We left the bagel place and started walking down the street toward the beach. There were tourists everywhere; it was the height of the season, the biggest holiday of the year on the Cape. We passed my family’s hardware store and I turned away from the windows. There wasn’t much chance of anyone seeing anything through the mounds of junk on display, but I didn’t want to risk making eye contact with my brothers or mother.
“Ari’s afraid to go in there,” Diana said, nodding at the store.
“It’s a hardware store.”
“Yeah, but she hates it. Says the walls crowd in on her.”
“Maybe it’s me.”
She elbowed me jokingly. I hadn’t ever thought that mousy Diana North, the one who laughed at Ari’s jokes and wore polos buttoned all the way up to her neck, would be capable of joking with me.
“I’m telling you,” she said. “If anyone could talk to her, you could.”
“Maybe,” I said, and smiled again.
The look on her face was so perfect—surprised and pleased—that I laughed, and she started turning red all around the black and blue of the bruise. “I’m not laughing at you,” I said. “I’m laughing because . . .”
But I didn’t know why I was laughing. Because I was alive? Was that the big joke?
Or was it funny—surprising—to remember that I scared people or made them glow or whatever? In my house I felt sometimes like a broken TV: people looked at me then turned away because I was always the same. The same mistakes, the same disappointments. Nothing I did made a dent to them.
Not like with Diana. Everything I did with her was new, everything mattered. She didn’t expect me to be one way or another, and what I did affected what she did in return.
With her I could put a dent in the world.
Echo said she needed to practice the spell a couple times to be sure but she’d let me know when it was ready. I said I’d work on the money, and I fully intended to work on it immediately, but it’s a funny thing about being depressed: it’s pretty fucking hard to make and follow through with a plan.
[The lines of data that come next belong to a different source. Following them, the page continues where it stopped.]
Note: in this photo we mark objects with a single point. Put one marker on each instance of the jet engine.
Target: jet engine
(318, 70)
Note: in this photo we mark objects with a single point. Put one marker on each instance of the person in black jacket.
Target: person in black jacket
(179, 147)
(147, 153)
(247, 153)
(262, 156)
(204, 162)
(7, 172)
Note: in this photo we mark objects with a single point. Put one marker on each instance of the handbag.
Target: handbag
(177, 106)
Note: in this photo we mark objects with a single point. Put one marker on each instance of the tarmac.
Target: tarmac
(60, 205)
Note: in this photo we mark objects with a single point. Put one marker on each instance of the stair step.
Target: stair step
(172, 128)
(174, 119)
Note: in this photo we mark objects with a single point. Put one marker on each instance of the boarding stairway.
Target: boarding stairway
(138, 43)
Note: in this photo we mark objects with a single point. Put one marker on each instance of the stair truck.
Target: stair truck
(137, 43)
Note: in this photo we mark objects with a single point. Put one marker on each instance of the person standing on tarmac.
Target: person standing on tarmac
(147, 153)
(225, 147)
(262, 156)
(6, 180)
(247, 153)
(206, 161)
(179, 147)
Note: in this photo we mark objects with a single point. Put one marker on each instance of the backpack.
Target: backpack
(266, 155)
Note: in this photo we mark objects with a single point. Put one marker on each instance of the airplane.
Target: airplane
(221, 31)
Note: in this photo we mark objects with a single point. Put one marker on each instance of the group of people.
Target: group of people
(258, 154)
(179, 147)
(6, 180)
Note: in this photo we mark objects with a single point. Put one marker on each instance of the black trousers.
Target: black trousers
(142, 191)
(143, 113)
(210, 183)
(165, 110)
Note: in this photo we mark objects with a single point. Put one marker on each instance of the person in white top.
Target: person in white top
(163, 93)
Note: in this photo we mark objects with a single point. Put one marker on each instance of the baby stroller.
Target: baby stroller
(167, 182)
I had no money. My mom had no money. My sister Kara was eleven—and she had no money. Ari had enough savings from her parents’ life insurance to get her life started in New York, which was one of those almost invisible but huge differences between us, and though she might’ve given me the money, I couldn’t ask. It was her parents’ life insurance, for one thing. And she and her aunt needed that money. I couldn’t take New York away from her. Nice Win, upstanding boyfriend, Good Guy, definitely couldn’t do that. Asking for it would mean admitting I wasn’t Nice Win Good Guy anymore. Plus, if she knew what I was doing she would blame herself, and seeing that on her face would make me feel worse.
I loved her. But it was like loving someone through six feet of bulletproof glass. She was muffled, distant.
That left Markos. Markos himself had no money, and his mom had constant problems paying suppliers for the hardware store and covering their mortgage, but at least she had the store—people came in every day and handed them cash. I didn’t know how to ask him for it, though.
Knowing that the spell was on its way, I got my appetite back some, and I even managed to play a few baseball games without faking knee pain and sitting in the dugout.